# Einbinden neuer Teilnehmer in Profibus



## bubbirot (17 Februar 2009)

Servus zusammen,
ich habe ein Profibusnetz mit 6 Teilnehmern an einer CPU 414 bereits seit einigen Jahren am laufen. Nun wollte ich einen neuen Busteilnehmer (Schnittstellenmodul CAN-Profibus DP) einfügen leider erfolglos. Kann den Teilnehmer nicht finden. Ich habe das Schnittstellenmodul an meiner Test-CPU 315DP/PN vorab erfolgreich getestet. Die Busterminierung habe ich bereits 100mal kontrolliert die Kabellänge ist vom letzten Teilnehmer 5m entfernt auch kein Problem. Ein anderer Profibusteilnehmer DP/DP-Koppler funktioniert an dieser Stelle, also die Verkabelung und die Profibuadresse auch OK, nur diese Baugruppe funktioniert an der S7-414 nicht. Wo kann ich noch suchen?


----------



## MW (17 Februar 2009)

bubbirot schrieb:


> ich habe ein Profibusnetz mit 6 Teilnehmern an einer CPU 414 bereits seit einigen Jahren am laufen.
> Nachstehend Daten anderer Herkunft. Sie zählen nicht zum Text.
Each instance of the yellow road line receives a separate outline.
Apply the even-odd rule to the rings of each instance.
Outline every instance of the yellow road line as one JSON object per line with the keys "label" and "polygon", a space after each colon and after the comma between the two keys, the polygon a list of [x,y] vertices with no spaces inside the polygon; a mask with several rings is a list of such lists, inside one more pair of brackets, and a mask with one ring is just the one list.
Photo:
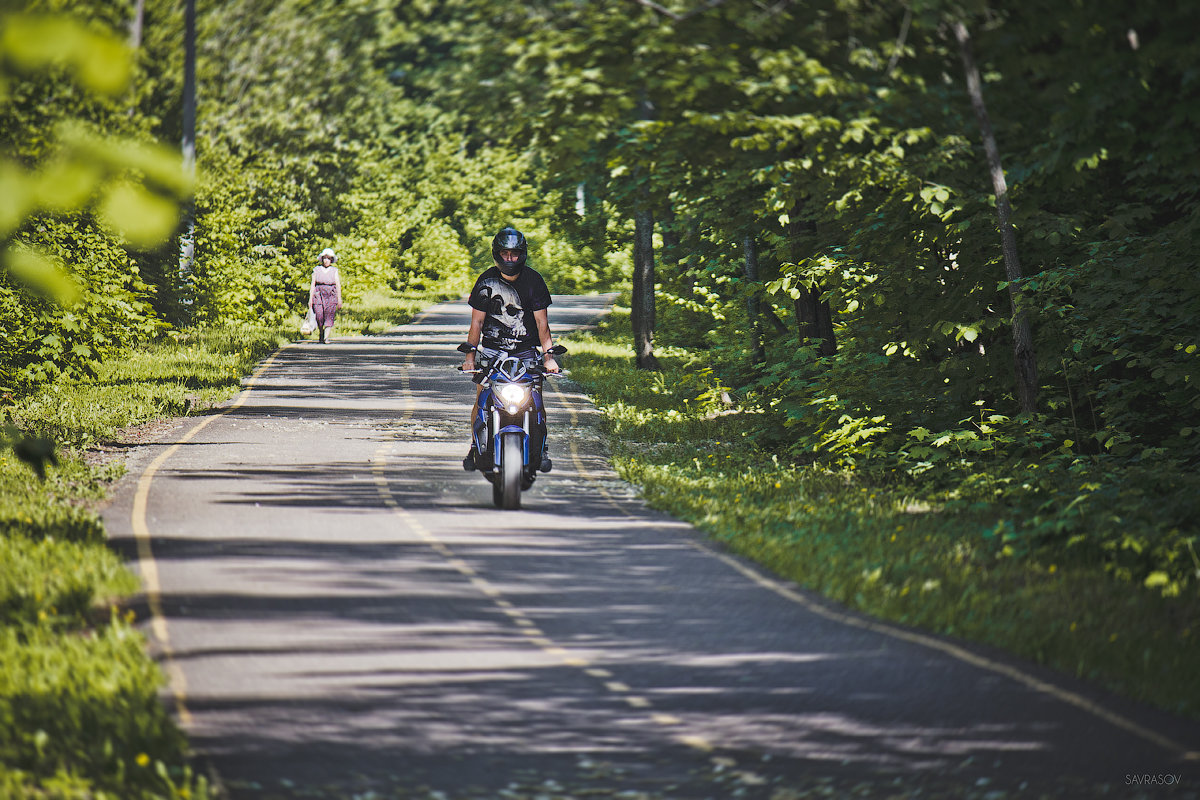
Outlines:
{"label": "yellow road line", "polygon": [[185,727],[192,723],[192,714],[188,711],[187,707],[187,676],[184,675],[183,668],[175,660],[175,651],[171,647],[171,635],[167,630],[167,618],[163,614],[162,584],[159,582],[158,563],[154,560],[154,548],[151,546],[150,526],[146,523],[146,509],[150,503],[150,486],[154,481],[154,476],[162,469],[163,464],[167,462],[167,459],[175,455],[179,451],[179,448],[194,439],[200,431],[208,427],[214,420],[220,419],[231,411],[240,408],[246,402],[246,398],[250,396],[250,392],[254,389],[254,384],[258,382],[259,377],[271,366],[272,362],[275,361],[275,357],[288,347],[291,347],[290,342],[272,353],[254,371],[254,374],[246,381],[245,388],[242,389],[237,399],[225,408],[225,410],[205,417],[193,426],[191,430],[181,436],[179,441],[159,453],[158,457],[150,462],[150,465],[146,467],[141,477],[138,478],[137,489],[134,491],[130,522],[133,528],[134,539],[137,542],[138,572],[142,575],[142,584],[145,587],[146,593],[146,605],[150,609],[150,630],[154,633],[154,638],[158,641],[159,649],[162,651],[163,668],[167,673],[168,684],[171,687],[171,694],[175,700],[175,709],[179,714],[180,723]]}
{"label": "yellow road line", "polygon": [[[555,387],[555,393],[558,395],[563,404],[566,405],[567,411],[571,416],[572,427],[576,426],[578,424],[579,417],[571,401],[557,386]],[[617,499],[609,493],[608,489],[605,488],[604,484],[597,480],[597,478],[592,475],[592,473],[589,472],[586,467],[584,467],[583,462],[579,458],[579,452],[574,441],[571,442],[571,458],[575,462],[575,467],[579,470],[579,473],[584,477],[585,480],[596,487],[609,505],[627,517],[634,518],[637,516],[628,510],[625,505],[618,502]],[[687,539],[687,541],[692,547],[700,550],[703,553],[707,553],[716,559],[719,559],[764,589],[774,592],[780,597],[791,600],[792,602],[803,606],[806,610],[811,611],[818,616],[834,622],[850,625],[852,627],[863,628],[875,633],[881,633],[885,636],[890,636],[893,639],[900,639],[905,642],[921,645],[922,647],[927,647],[931,650],[937,650],[950,656],[951,658],[957,659],[958,661],[979,667],[980,669],[984,669],[989,672],[994,672],[998,675],[1003,675],[1004,677],[1023,684],[1024,686],[1027,686],[1036,692],[1049,695],[1050,697],[1085,711],[1094,717],[1104,720],[1110,725],[1137,736],[1140,739],[1156,744],[1165,750],[1175,751],[1186,761],[1200,761],[1200,752],[1189,750],[1186,746],[1176,742],[1170,737],[1150,730],[1143,725],[1139,725],[1133,720],[1127,719],[1126,717],[1123,717],[1114,711],[1110,711],[1109,709],[1101,706],[1099,703],[1093,702],[1092,700],[1089,700],[1080,694],[1072,692],[1068,689],[1063,689],[1059,686],[1055,686],[1054,684],[1048,683],[1040,678],[1036,678],[1033,675],[1030,675],[1029,673],[1024,672],[1010,664],[1004,664],[976,653],[972,653],[969,650],[966,650],[958,645],[951,644],[950,642],[945,642],[925,634],[906,631],[902,628],[894,627],[879,620],[863,619],[857,616],[835,611],[831,608],[826,608],[824,605],[816,603],[805,597],[795,589],[792,589],[791,587],[786,586],[779,581],[768,578],[758,570],[748,567],[741,561],[738,561],[731,556],[717,552],[711,547],[708,547],[707,545],[695,540]]]}
{"label": "yellow road line", "polygon": [[[404,408],[399,417],[401,422],[411,419],[413,414],[412,390],[409,379],[409,370],[412,368],[412,366],[413,359],[412,355],[410,354],[405,359],[403,368],[400,371],[400,391],[401,396],[404,398]],[[574,424],[576,420],[575,410],[570,406],[568,406],[568,410],[571,413],[572,424]],[[567,648],[553,642],[545,635],[545,633],[542,632],[540,628],[538,628],[537,624],[533,622],[533,620],[531,620],[525,614],[525,612],[516,608],[510,601],[502,597],[500,590],[497,589],[490,581],[488,581],[487,578],[479,575],[477,570],[467,564],[463,559],[456,556],[450,547],[448,547],[444,542],[440,541],[434,534],[430,533],[429,530],[426,529],[425,526],[422,525],[420,521],[408,511],[408,509],[396,502],[395,495],[392,493],[391,487],[388,485],[387,476],[384,472],[388,462],[388,452],[391,450],[391,447],[392,445],[390,443],[380,445],[380,447],[375,451],[374,457],[372,458],[371,471],[374,476],[376,489],[378,490],[380,497],[383,498],[384,504],[392,510],[393,514],[400,517],[404,526],[416,534],[417,537],[425,542],[425,544],[427,544],[432,550],[445,558],[447,563],[449,563],[456,570],[458,570],[459,573],[466,577],[471,584],[480,591],[480,593],[488,597],[492,601],[493,605],[499,608],[500,611],[505,614],[505,616],[513,621],[513,624],[520,629],[522,635],[524,635],[526,640],[531,644],[537,646],[547,655],[555,657],[565,666],[581,669],[588,675],[595,678],[612,678],[613,675],[608,670],[590,668],[591,662],[589,662],[587,659],[581,658],[577,655],[572,655]],[[586,474],[586,470],[580,463],[579,452],[575,448],[575,444],[573,442],[571,445],[571,454],[577,468],[582,474]],[[614,694],[624,695],[621,699],[631,708],[648,709],[651,707],[650,701],[646,698],[629,694],[632,690],[624,683],[620,683],[618,681],[606,681],[604,686],[606,689],[608,689],[608,691],[613,692]],[[680,720],[677,717],[672,717],[666,714],[652,715],[650,719],[660,725],[680,724]],[[713,749],[712,745],[708,744],[705,742],[705,740],[698,736],[693,736],[690,738],[677,737],[677,740],[687,744],[688,746],[703,750],[704,752],[709,752]],[[700,743],[700,745],[697,745],[697,743]]]}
Nun wollte ich einen neuen Busteilnehmer (Schnittstellenmodul CAN-Profibus DP) einfügen leider erfolglos. Kann den Teilnehmer nicht finden.



Parametrierung überprüft ?, 
richtige Busadresse eingestellt ?,
Konfiguration geladen und auch mal nen spg.-reset beim Slave gemacht ?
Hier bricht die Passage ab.